Ex. 2 at 1-23. The section also provides that failure to comply with the procedures of Sections 1-04.5 and 1-09.11 waived any claim for protested work.

On August 12, 1999, the County entered Change Order No. 1 permitting hauling of extra material from an on-site private quarry that Weber chose not to use. Weber, slip op. at 2. The reason for the change order was the unsuitability of many large boulders for use in shallow fills and for building embankments. Id.

On August 19, 1999, Weber filed a protest to this order as required by Section 1-04.5. *63 This protest asked the County to instruct Weber how to dispose of the boulders once the space at the borrowed site was filled. On August 31, 1999, Weber supplemented its protest by a letter in which it acknowledged that a cost estimate was required, but stated an estimate could not be provided because the County had failed to designate a dumpsite for the unusable boulders.

Section 1-04.5 requires "[t]he estimated dollar cost, if any, of the protested work and how that estimate was determined." Here, there was none. Weber indicated no estimated cost existed at the time because it lacked the information to provide that estimate. The County did not provide the requested information so Weber could not have stated in good faith how any such estimate was determined. In these circumstances, Weber complied with the contract terms when the evidence is viewed as true and all reasonable inferences are drawn from that evidence. Acknowledging the need to provide an estimate and telling the County why it was unable to do so, it also advised the County what information it needed to provide the estimate. Weber presented substantial evidence that it complied with the protest procedures set forth in Section 1-04.5.

The 1998 specifications include a second section on claim procedures in Section 1-09.11, which provides that if the protest procedures in Section 1-04.5 did not result in a satisfactory conclusion, the Contractor must follow the more formalized claim procedures in this section. There was no resolution following the procedures in Section 1-04.5. On March 10, 2000, Weber filed a claim in conformity with Section 1-09.11(2). Again, Weber has presented substantial evidence that it complied with this contract provision and thus preserved its right to seek judicial relief.

Weber also claims the County, by its conduct, evidenced an intent to waive strict contractual compliance. On July 13, 1999, prior to the change order being filed, the County wrote a letter to Weber indicating that some of the material on the site was unsuitable to use for fill. How much was unsuitable and how much needed to be replaced was unknown. On August 12, 1999, the County issued the change order permitting the hauling of extra material as a result of the acknowledged unsuitability of the boulders on site. Weber wrote to the County on August 15, 1999, protesting the change order and asking where it should dispose of the unusable boulders. On August 31, it supplemented its protest and again informed the County it could not make a cost estimate because the County had not told Weber where to dispose of the boulders.

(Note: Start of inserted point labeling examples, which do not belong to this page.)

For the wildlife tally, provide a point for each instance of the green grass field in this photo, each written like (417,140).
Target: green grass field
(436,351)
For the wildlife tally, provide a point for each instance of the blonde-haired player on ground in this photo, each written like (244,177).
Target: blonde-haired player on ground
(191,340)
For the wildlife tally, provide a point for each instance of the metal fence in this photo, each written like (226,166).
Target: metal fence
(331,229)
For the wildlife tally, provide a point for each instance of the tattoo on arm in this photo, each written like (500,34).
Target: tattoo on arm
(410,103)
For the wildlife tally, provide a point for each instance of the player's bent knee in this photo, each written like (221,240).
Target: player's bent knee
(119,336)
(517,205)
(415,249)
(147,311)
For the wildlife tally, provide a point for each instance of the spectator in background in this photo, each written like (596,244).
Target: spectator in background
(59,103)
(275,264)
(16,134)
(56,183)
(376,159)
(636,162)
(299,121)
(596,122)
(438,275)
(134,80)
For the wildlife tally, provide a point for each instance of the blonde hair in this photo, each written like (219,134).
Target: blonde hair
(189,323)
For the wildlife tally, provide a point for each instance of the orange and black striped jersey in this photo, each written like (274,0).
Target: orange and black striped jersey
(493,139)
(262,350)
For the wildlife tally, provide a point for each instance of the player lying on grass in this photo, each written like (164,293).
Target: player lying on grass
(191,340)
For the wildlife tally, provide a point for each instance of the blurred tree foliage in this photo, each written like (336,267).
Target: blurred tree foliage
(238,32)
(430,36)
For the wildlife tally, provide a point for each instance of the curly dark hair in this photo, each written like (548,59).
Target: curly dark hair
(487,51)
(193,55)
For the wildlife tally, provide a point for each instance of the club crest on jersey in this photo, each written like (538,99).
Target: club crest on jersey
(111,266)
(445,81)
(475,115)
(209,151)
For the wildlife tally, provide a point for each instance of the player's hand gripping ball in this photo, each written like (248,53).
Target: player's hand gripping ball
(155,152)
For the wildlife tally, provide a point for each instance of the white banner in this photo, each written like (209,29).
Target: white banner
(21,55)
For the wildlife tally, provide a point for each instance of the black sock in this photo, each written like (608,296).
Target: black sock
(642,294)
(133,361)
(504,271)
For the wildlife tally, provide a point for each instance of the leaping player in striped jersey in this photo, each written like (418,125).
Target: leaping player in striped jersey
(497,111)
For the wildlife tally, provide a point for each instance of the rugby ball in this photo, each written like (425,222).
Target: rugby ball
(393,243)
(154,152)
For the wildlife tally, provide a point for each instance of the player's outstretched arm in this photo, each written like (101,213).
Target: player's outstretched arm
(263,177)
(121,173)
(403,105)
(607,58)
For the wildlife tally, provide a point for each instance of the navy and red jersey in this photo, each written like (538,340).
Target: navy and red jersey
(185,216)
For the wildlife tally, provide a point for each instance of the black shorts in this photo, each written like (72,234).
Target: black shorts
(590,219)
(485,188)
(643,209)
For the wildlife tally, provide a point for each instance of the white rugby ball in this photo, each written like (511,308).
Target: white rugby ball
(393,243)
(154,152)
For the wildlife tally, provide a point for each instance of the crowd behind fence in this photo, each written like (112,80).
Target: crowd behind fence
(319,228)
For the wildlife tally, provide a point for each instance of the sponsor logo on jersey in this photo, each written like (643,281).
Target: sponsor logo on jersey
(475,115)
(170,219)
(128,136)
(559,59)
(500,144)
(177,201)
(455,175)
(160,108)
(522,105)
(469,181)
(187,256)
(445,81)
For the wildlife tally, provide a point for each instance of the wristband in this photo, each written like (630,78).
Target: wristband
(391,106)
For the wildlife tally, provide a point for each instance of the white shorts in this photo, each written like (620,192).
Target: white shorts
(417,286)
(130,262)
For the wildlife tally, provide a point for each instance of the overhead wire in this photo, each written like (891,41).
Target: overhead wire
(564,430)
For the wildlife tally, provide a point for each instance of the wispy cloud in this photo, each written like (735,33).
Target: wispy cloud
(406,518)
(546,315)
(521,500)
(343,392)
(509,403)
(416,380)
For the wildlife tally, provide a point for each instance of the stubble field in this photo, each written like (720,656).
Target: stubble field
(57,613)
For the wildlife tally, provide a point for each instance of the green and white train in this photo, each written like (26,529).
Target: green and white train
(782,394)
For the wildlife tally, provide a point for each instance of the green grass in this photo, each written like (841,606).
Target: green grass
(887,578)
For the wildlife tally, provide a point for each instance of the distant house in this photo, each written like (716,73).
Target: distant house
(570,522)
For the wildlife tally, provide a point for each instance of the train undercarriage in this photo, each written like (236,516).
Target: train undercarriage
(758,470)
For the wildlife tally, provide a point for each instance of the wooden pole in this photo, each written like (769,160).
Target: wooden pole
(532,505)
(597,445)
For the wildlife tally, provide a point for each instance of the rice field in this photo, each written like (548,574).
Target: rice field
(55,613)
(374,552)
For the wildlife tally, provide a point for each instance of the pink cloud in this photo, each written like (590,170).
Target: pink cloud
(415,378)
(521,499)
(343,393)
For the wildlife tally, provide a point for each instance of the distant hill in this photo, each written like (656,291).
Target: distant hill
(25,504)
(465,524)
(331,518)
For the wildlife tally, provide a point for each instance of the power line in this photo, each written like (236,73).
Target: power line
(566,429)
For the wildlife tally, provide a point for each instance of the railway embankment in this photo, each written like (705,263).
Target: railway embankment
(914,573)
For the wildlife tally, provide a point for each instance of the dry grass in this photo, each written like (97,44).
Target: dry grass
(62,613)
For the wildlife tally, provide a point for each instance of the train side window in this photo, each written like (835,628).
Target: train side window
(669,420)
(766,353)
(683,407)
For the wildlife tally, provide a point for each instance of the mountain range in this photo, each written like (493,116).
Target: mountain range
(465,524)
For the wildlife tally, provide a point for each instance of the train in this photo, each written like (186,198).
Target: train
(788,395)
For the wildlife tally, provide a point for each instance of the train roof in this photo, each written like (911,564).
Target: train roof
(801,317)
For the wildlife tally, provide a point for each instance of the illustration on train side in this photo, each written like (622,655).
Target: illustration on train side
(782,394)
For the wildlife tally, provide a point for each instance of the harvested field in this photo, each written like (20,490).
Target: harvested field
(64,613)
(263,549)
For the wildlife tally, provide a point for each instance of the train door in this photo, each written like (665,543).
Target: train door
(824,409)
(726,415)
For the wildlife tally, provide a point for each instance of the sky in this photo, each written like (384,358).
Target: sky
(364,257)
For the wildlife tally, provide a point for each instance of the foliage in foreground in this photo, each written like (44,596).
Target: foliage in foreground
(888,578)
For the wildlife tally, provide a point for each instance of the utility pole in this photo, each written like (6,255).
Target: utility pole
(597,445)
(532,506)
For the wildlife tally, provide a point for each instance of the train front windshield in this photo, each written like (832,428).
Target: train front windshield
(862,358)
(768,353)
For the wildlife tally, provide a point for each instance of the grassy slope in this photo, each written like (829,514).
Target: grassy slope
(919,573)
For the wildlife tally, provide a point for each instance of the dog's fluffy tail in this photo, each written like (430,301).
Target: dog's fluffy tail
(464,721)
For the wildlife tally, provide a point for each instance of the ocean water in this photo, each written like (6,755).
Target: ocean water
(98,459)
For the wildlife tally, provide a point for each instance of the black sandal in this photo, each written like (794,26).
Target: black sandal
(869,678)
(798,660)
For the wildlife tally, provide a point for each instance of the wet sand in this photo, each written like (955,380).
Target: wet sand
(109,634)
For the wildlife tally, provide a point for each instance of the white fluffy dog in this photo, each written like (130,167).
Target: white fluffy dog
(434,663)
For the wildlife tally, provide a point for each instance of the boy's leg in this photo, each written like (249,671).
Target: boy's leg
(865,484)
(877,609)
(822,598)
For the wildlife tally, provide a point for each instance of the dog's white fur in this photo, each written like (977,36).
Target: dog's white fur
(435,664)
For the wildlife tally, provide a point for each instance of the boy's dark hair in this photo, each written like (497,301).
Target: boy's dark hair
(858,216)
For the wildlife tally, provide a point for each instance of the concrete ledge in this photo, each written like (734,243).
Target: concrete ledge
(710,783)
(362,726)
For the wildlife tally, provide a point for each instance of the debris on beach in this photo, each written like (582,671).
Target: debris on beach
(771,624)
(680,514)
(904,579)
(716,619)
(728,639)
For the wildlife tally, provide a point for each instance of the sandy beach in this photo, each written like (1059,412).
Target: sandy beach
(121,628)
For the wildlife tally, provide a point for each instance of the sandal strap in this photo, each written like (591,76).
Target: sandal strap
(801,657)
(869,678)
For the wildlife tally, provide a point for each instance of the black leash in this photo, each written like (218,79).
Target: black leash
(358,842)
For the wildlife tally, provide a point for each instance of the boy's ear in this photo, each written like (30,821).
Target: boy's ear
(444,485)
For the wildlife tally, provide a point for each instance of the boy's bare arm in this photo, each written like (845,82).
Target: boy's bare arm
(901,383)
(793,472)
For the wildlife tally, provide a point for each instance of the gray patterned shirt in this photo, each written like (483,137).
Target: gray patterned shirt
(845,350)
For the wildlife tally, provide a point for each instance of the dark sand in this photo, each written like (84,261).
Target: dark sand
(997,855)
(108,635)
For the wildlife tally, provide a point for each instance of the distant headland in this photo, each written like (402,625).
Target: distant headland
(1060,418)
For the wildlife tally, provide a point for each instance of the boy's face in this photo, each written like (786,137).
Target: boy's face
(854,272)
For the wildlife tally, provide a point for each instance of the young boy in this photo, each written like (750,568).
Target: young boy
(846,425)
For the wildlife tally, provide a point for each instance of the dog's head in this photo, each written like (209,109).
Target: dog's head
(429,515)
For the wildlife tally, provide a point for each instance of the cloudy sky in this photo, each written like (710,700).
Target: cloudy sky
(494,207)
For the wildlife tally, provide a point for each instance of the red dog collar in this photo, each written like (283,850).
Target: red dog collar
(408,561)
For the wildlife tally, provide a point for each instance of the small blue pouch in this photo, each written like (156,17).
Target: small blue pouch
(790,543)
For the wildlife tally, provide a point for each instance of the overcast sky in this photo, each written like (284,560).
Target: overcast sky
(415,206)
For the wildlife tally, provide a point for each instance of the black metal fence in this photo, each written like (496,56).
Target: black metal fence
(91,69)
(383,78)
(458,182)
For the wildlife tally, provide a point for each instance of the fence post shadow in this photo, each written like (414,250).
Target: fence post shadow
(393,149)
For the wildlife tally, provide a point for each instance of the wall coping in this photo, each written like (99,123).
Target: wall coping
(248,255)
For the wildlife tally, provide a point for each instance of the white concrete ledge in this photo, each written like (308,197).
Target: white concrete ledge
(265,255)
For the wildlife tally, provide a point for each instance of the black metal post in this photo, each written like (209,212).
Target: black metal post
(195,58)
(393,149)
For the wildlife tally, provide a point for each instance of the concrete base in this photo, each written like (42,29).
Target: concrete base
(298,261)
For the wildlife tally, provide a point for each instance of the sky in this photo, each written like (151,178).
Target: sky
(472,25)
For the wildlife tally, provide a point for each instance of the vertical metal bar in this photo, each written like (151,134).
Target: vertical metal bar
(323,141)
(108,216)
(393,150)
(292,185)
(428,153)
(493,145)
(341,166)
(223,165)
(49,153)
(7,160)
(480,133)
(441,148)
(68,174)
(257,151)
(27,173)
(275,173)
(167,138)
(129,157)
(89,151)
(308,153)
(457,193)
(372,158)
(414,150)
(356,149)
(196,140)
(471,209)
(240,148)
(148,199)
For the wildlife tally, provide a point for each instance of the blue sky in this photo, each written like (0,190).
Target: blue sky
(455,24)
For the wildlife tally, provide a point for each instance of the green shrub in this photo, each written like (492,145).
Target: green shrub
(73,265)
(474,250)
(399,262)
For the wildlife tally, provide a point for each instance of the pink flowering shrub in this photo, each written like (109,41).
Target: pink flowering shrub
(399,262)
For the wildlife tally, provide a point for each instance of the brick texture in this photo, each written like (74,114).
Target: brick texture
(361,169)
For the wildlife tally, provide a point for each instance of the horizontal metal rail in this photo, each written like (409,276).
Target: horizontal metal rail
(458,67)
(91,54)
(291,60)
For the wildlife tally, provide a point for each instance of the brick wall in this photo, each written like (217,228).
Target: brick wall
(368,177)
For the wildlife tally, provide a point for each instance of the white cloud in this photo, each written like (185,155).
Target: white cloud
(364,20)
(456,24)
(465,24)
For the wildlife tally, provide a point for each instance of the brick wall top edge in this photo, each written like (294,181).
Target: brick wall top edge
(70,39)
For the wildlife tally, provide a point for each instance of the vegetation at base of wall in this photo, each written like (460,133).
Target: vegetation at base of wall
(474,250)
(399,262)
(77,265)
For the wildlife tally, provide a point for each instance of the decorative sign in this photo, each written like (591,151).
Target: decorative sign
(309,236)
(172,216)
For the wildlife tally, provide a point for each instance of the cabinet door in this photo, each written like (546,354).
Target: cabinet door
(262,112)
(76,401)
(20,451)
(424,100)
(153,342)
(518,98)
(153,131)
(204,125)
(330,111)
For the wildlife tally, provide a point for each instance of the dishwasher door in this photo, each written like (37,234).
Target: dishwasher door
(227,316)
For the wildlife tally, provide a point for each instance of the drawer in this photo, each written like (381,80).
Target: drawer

The County knew that Weber was required to provide a dollar cost estimate. It knew Weber was aware of this requirement and was attempting to meet it. Weber requested needed information in order to provide that estimate, but the County failed to give it to Weber. Weber offered substantial evidence that the County, by its conduct, waived strict compliance with the contract terms.

Moreover, we adhere to our previous decision that reasonable minds could differ on the issue of foreseeability with respect to the quantity and quality of the boulders encountered by Weber being a "differing site condition" or a "changed condition." Accordingly, the court erred by entering judgment as a matter of law when the issue should have been left to the jury.

Weber presented substantial evidence that it strictly complied with protest and claim procedures and that the County, by its conduct, waived strict compliance in any event. The jury must also resolve the foreseeability question in determining whether there was a "differing site condition" or a "changed condition." The court erred by granting judgment to the County as a matter of law under CR 50.

Reversed and remanded for new trial.

WE CONCUR: BROWN and SCHULTHEIS, JJ.